As a fiduciary, Mr. Mercurio must "discharge [his] duties with respect to a plan solely in the interest of the participants and beneficiaries and — (A) for [the] exclusive purpose of (i) providing benefits to participants and their beneficiaries; and . . . (D) in accordance with the documents and instruments governing the plan. . . ." 29 U.S.C. § 1104(a)(1)(A)-(D). Mr. Mercurio breached his fiduciary duties and failed to act in the best interests of DCC's participant employees because he failed to remit money withheld from the participant employee's wages and converted them for use by DCC and himself. Mr. Mercurio cannot dispute this fact because the contributions are still outstanding and the Vacation Fund has never received payment of those contributions from DCC or Mr. Mercurio.

2. Contributions Drawn from Employee Payroll Deductions are De Facto Trust Assets.
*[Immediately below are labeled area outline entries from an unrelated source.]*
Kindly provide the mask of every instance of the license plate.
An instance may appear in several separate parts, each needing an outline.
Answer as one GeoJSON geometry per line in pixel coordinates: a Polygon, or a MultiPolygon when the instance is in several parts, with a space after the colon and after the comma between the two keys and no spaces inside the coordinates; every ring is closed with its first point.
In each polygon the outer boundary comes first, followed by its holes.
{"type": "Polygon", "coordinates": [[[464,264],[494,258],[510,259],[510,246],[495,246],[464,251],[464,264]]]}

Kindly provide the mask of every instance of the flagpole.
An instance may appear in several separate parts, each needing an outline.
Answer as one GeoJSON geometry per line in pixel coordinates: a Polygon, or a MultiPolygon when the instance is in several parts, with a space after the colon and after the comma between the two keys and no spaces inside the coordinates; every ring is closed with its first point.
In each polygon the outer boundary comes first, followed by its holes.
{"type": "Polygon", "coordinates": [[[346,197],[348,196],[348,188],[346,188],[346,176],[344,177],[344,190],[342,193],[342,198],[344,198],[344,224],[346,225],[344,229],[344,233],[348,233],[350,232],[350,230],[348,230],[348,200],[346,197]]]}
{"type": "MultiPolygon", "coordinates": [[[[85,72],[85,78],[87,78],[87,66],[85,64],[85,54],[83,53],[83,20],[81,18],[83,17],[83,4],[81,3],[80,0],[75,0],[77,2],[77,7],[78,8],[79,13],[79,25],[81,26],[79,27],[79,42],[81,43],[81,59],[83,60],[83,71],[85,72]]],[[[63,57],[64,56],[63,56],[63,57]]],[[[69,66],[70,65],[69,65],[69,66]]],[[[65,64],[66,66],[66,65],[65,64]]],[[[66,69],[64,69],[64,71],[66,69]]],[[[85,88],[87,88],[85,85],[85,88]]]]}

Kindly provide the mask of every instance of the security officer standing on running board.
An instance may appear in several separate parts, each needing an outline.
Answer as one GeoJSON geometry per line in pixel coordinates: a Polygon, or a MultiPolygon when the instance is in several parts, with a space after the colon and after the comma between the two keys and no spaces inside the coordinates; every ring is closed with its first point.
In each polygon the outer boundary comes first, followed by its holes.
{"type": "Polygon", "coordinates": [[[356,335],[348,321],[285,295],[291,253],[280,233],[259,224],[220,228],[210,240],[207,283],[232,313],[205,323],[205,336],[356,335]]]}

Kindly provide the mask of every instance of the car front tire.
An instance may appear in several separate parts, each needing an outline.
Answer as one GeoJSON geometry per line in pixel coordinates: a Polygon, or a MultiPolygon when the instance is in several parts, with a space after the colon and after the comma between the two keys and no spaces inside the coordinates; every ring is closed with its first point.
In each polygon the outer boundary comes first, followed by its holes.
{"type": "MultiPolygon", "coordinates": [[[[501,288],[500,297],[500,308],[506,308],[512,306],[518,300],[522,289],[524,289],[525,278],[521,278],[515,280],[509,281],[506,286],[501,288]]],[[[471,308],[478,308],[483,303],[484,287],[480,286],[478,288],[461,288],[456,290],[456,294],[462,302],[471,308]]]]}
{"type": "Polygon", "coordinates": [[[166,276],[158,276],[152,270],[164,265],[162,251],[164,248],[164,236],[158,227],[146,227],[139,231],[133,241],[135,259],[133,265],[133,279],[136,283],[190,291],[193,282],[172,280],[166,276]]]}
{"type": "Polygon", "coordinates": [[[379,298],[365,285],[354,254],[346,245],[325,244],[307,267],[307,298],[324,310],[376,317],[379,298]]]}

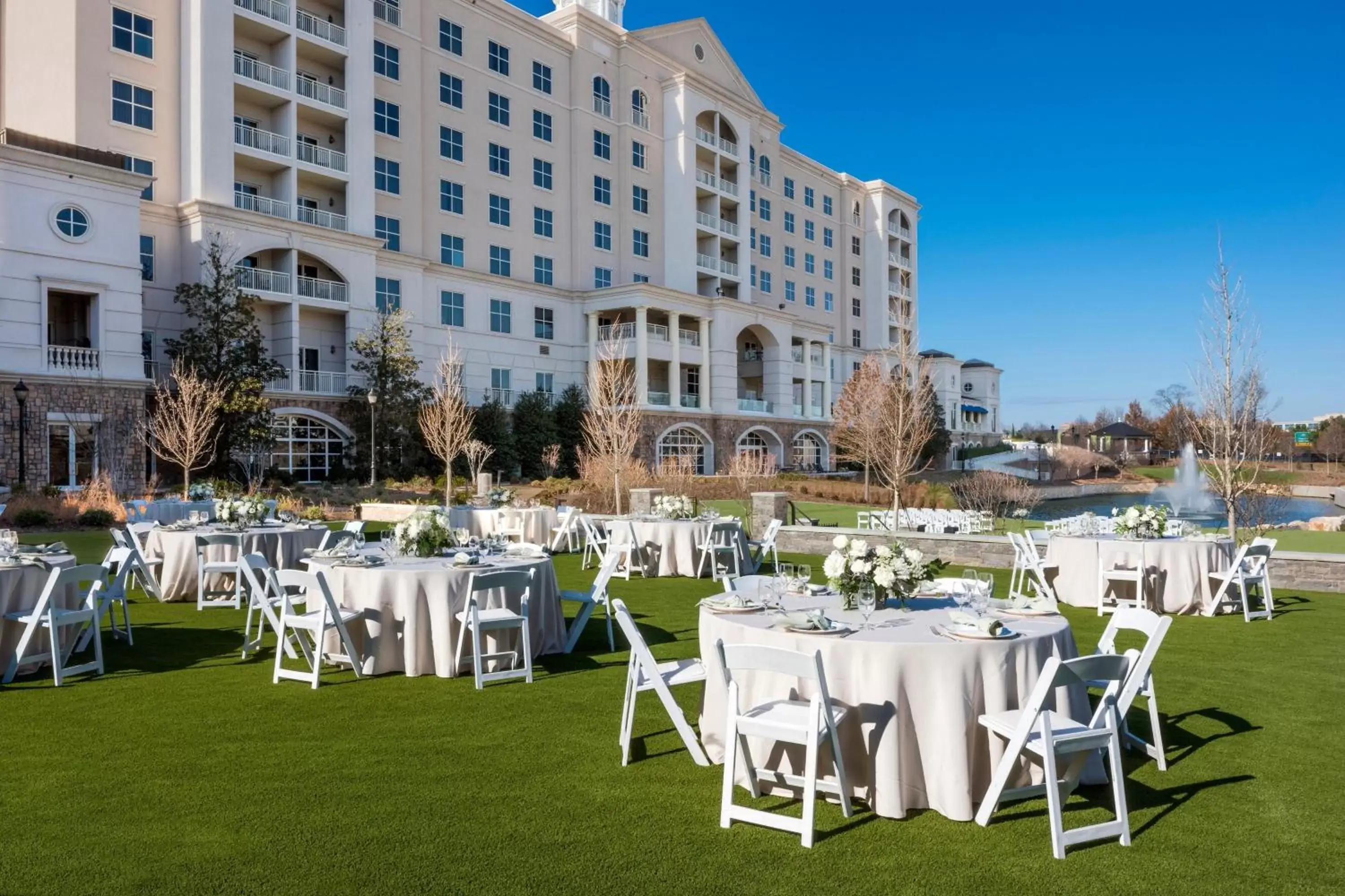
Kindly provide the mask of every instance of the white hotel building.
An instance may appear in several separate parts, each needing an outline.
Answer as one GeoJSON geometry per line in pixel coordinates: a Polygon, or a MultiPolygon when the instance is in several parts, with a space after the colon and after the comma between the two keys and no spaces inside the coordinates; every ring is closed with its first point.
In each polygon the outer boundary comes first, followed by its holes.
{"type": "Polygon", "coordinates": [[[620,339],[640,454],[830,467],[833,398],[915,332],[919,204],[781,144],[703,20],[627,31],[620,0],[557,7],[0,0],[0,125],[27,146],[0,157],[20,238],[0,253],[24,258],[0,270],[0,426],[9,446],[9,380],[46,396],[30,482],[106,454],[89,443],[121,412],[106,396],[165,361],[174,287],[215,232],[291,369],[269,387],[276,462],[307,478],[351,437],[347,347],[389,306],[426,376],[453,340],[473,400],[558,394],[620,339]],[[152,176],[139,222],[143,177],[66,157],[43,176],[31,137],[152,176]]]}

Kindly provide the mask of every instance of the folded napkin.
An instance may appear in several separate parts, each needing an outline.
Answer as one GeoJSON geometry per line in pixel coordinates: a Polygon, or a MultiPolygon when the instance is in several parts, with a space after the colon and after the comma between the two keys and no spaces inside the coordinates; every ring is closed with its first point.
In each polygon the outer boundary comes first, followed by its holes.
{"type": "Polygon", "coordinates": [[[999,634],[999,630],[1005,627],[999,619],[993,617],[974,617],[970,613],[963,613],[962,610],[950,611],[948,621],[952,622],[956,629],[974,629],[985,631],[986,634],[999,634]]]}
Regardless of any specific language contained in the Trust Agreements, the U.S. Department of Labor has stated that employee contributions paid through employee payroll deductions are de facto trust assets. See 29 C.F.R. 2510.3-102(a). This conclusion is also supported by the Ninth Circuit's decision in Nelson v. EG & G Energy Measurements Group, 37 F.3d 1384, 1390-91 (9th Cir. 1994). The Nelson Court held employee contributions from payroll are plan assets. Id. at 1390-91. The deductions become plan assets as soon as they "can reasonably be segregated from the employer's general assets." Id. at 1391.
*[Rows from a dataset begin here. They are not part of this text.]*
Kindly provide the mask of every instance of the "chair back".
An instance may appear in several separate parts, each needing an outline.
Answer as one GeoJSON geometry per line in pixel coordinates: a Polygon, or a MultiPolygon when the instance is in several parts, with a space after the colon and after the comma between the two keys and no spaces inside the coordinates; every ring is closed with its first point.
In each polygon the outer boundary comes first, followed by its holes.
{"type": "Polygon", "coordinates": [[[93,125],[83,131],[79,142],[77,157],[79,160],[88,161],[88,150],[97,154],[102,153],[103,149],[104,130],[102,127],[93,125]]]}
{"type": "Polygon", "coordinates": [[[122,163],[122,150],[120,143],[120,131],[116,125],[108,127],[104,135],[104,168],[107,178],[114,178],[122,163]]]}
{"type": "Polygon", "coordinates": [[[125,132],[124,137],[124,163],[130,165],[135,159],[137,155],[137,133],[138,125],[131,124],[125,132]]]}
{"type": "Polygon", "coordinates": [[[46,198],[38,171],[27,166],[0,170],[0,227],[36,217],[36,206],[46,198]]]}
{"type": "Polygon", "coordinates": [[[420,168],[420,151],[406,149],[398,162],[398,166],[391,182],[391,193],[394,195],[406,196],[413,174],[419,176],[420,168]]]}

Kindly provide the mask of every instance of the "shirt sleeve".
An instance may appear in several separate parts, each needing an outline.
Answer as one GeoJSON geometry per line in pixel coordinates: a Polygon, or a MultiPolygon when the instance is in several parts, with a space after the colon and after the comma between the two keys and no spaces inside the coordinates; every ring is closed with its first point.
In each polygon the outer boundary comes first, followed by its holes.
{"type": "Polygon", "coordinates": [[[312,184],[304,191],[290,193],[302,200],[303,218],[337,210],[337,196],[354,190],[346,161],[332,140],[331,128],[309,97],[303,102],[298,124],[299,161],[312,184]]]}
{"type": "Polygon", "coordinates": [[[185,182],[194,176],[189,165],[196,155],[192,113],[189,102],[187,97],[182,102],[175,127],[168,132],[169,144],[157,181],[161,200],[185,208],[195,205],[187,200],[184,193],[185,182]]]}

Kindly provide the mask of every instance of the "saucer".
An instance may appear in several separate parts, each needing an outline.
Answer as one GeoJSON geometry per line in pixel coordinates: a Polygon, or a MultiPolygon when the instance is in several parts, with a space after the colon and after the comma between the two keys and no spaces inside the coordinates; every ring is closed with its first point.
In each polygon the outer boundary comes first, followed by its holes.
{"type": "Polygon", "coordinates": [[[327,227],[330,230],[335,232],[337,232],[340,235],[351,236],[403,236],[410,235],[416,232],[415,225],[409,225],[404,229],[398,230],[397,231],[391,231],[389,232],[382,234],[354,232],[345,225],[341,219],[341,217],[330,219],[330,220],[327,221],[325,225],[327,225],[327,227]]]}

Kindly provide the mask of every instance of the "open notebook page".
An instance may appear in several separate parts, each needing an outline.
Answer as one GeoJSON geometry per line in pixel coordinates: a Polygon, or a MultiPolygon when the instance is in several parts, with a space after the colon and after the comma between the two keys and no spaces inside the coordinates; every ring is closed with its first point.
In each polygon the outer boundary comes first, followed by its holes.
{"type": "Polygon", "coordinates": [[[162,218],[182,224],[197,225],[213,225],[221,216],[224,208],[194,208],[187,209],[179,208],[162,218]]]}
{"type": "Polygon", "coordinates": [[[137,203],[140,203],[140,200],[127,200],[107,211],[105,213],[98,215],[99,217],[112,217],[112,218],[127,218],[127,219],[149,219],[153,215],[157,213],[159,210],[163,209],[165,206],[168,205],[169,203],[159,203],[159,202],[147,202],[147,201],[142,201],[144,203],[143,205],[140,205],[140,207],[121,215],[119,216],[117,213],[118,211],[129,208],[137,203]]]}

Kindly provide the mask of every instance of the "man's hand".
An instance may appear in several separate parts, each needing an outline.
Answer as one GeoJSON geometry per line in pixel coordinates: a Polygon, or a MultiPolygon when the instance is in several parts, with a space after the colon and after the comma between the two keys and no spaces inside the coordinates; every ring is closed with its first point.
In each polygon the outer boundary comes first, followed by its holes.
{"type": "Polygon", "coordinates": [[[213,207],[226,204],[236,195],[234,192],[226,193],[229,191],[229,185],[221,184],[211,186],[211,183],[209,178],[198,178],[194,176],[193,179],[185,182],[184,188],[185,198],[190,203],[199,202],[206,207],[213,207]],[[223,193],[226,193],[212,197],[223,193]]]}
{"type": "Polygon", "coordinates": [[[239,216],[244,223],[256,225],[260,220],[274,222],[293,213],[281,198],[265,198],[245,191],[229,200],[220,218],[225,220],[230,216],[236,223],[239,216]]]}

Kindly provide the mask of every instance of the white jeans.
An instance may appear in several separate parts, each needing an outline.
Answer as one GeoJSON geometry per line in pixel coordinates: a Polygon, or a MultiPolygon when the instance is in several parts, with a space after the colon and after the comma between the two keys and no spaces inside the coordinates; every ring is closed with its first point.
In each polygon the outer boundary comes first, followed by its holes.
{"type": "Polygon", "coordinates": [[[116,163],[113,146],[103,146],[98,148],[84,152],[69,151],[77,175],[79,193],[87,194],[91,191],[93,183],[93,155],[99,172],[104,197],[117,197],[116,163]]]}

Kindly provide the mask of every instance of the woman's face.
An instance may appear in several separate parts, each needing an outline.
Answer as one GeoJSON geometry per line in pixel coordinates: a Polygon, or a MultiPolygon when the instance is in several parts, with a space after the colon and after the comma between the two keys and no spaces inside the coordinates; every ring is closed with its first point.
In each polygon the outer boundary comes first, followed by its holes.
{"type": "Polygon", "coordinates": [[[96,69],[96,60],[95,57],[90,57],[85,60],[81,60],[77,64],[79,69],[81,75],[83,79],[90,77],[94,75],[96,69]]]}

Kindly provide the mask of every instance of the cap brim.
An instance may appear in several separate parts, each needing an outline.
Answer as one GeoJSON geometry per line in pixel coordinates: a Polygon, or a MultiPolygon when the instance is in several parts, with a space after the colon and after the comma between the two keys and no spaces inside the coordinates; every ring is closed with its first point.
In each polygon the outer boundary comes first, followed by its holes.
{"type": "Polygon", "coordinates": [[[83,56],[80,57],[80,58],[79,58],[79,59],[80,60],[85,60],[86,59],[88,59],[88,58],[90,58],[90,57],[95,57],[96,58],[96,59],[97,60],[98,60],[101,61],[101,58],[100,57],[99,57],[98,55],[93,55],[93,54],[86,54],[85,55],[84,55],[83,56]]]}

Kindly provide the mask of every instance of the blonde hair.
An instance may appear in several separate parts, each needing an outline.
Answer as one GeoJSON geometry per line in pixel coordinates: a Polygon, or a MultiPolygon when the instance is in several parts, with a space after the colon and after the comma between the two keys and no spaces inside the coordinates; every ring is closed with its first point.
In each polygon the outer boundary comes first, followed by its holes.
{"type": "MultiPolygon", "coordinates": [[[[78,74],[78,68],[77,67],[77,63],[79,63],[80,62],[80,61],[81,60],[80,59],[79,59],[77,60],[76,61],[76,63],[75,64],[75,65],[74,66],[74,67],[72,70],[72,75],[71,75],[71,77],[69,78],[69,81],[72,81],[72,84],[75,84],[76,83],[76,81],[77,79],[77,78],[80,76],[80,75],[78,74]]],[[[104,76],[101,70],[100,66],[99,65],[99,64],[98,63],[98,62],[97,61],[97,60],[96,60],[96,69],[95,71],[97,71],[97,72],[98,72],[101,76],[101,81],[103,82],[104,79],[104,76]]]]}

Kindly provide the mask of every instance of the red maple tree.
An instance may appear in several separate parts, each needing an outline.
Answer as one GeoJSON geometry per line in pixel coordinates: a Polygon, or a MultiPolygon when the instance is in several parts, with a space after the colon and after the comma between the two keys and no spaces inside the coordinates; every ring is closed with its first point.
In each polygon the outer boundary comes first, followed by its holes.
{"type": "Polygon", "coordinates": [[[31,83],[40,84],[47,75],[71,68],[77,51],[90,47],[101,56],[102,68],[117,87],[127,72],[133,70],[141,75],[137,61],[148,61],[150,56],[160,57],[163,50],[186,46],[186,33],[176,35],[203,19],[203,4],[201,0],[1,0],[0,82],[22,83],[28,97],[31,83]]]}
In this case, the payroll deductions of DCC's employees were plan assets as soon as they could reasonably be segregated from DCC's general assets. The reasonable time for segregation of funds has passed. DCC's unpaid contribution reports and amounts shown in the audit results date back many months.

ORDER

IT IS HEREBY ORDERED that:

1. The Plaintiffs' Motion for Default Judgment against defendants Diversified Concrete Cutting, Inc. and Kenneth M. Mercurio (ECF No. 12) is GRANTED. 2. DCC is liable to the Plaintiffs for unpaid fringe benefit contributions in the amount of $18,226.92. 3. Kenneth M. Mercurio is liable to the Plaintiffs for unpaid contributions to the Vacation Fund in the amount of $1,760.69. 4. DCC's liability and the Plaintiffs' recovery of the unpaid contributions also entitles the Plaintiffs to recover liquidated damages, prejudgment interest, and auditing costs in the amount of $5,964.85. 5. Mercurio and DCC are jointly and severally liable to the Plaintiffs for their attorney's fees and costs in the amount of $22,142.40. 6. The clerk of the court shall enter Judgment Mr. Mercurio in the amount of $23,903.09 and Judgment against DCC in the amount of $46,334.17. The Judgments shall bear statutory post-judgment interest.